The employer need not compensate employees for attendance at meetings, training sessions and similar activities if: (1) attendance is entirely outside working hours, (2) attendance is voluntary, (3) the subject matter is not directly related to the employee’s job, and (4) no productive work (activity that benefits the employer) is performed in the program.
- Sleeping time. When the employer requires an employee to be on duty for less than 24 hours, the time spent on duty is compensable work time even if the employer permits the employee to sleep during that time. However, if the assigned on-duty time is 24 hours or more, the employee and the employer may agree to exclude sleeping periods of eight hours or less from paid hours worked.
- On-call time. When the employer requires the employee to remain “on call” on or near the employer’s premises, the time is paid work time. However, when the employer requires the employee to be “on call” while away from the employer’s premises and during time outside the employee’s normal work hours, in most cases the “on call” time is not compensable work time.

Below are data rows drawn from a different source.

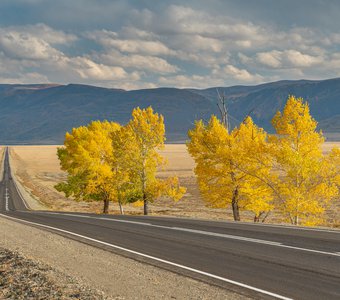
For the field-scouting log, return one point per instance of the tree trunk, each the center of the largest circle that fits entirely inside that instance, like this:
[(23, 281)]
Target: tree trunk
[(106, 206), (234, 204), (146, 205), (121, 208)]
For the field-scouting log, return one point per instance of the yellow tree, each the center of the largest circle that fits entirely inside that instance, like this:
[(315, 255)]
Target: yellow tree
[(87, 156), (305, 184), (226, 162), (145, 135)]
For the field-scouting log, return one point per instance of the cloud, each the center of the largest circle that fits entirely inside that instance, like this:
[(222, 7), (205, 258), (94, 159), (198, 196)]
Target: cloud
[(25, 46), (288, 59), (140, 62), (242, 74)]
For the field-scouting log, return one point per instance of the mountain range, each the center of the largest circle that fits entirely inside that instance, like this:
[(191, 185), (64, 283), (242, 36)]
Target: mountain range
[(42, 113)]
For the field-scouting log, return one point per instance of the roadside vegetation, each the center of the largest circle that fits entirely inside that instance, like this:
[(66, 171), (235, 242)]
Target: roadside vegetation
[(109, 162), (254, 171), (244, 168)]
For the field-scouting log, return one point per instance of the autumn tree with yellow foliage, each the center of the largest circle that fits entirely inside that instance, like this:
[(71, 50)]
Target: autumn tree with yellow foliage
[(250, 170), (225, 163), (307, 180), (86, 157), (108, 162), (145, 135)]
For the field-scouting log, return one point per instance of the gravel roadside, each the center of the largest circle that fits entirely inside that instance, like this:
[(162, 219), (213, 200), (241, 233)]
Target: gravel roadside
[(113, 275), (22, 278)]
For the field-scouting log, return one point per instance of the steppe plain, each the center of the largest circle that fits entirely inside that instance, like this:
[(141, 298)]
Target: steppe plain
[(37, 168)]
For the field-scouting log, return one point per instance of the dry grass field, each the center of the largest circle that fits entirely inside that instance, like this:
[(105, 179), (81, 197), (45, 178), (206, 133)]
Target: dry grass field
[(37, 167)]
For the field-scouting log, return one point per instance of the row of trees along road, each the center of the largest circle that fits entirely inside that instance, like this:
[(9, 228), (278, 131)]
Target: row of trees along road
[(254, 171), (109, 162)]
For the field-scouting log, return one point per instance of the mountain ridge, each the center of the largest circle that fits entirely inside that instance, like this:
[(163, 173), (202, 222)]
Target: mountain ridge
[(42, 113)]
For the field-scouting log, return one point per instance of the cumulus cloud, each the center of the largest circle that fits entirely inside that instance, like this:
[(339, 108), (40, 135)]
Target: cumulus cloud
[(180, 45), (25, 46), (140, 62), (288, 59)]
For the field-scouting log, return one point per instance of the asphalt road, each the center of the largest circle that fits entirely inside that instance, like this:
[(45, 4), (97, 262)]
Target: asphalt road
[(260, 261)]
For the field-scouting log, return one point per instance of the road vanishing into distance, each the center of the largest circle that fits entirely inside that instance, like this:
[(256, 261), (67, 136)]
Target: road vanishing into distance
[(259, 261)]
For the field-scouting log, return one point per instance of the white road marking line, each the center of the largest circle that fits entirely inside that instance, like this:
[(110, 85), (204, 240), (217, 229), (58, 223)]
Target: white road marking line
[(228, 236), (157, 259), (6, 202)]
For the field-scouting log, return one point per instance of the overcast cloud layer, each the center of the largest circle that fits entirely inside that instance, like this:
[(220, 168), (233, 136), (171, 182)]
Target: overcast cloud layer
[(142, 44)]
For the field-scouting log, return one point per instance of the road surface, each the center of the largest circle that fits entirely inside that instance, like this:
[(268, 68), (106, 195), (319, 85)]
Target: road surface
[(260, 261)]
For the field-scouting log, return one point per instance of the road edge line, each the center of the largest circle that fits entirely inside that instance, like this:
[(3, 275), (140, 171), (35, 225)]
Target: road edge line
[(240, 284)]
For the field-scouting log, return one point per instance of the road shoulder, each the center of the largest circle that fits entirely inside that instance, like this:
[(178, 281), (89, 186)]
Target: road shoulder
[(113, 274)]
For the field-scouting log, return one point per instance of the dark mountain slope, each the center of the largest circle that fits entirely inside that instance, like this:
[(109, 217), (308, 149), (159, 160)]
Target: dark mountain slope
[(43, 113)]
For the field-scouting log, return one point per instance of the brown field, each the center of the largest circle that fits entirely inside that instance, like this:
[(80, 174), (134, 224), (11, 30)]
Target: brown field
[(37, 167)]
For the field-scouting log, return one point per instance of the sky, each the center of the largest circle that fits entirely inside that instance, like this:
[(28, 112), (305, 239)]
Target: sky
[(148, 43)]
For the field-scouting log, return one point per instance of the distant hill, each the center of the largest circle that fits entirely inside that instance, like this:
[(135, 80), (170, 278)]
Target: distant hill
[(41, 114)]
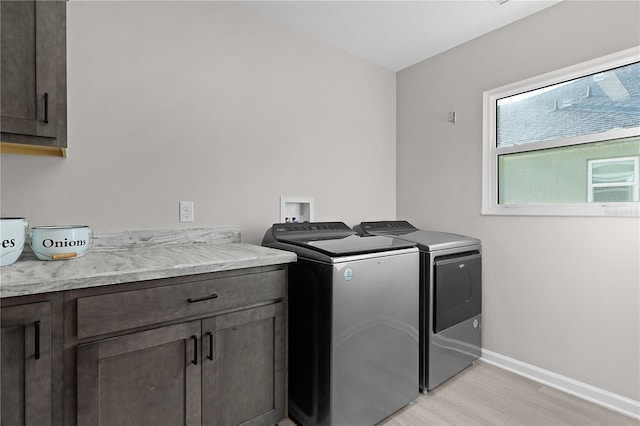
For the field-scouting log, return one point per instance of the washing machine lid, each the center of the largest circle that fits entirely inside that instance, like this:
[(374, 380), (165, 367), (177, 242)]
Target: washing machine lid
[(426, 240), (333, 239)]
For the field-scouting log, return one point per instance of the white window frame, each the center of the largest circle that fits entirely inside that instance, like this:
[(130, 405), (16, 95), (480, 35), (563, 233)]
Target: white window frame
[(491, 152), (633, 184)]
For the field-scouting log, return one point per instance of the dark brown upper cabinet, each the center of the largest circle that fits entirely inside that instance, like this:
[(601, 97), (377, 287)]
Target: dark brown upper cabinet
[(33, 78)]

- Waiting time. When the employee is “engaged to wait,” the time spent waiting is compensable. Typically this means that when the employer requires the employee to be at a work site and the employee must wait to actually perform work, the time waiting is compensable. When the person is waiting to possibly get called to work, the time is not compensable. (See “On-call time” above.)
- Standby time. When the employer engages the person to stand by, to wait to be called for, or to begin work, the standby time is compensable.
- After hours e-work. (Also called BlackBerry time.) When non-exempt employees check their smart phones for work-related messages, respond to work-related messages, send work-related messages, and otherwise use electronic communication devices and computers for work-related activity outside their normal work-for-pay hours, the time they spend on work-related e-activity is work for pay.
- Travel and Portal-to-Portal time. Some travel time to and from work is paid time. Some is not. To know if your employees’ travel and portal-to-portal time is compensable, check with your legal adviser and with the U.S. Department of Labor’s Web site and your state’s labor department Web site. Here are three typical examples:
Day trips to another city. Excluding the employee’s normal commuting time each day, the employee’s time spent traveling to and from another city during a normal day is paid work time.
Travel between job sites. This also is called “all in a day’s work” travel time. It’s time the employee spends as part of their principal job activity traveling from job site to job site during a normal work day. Such travel time is paid work time.
Overnight travel away from home. The employee’s time spent traveling away from their home is paid work time when the travel time cuts across the employee’s work day. (Time spent traveling away from home outside the employee’s regular work hours, on a plane, train, boat, bus or car is not paid work time.)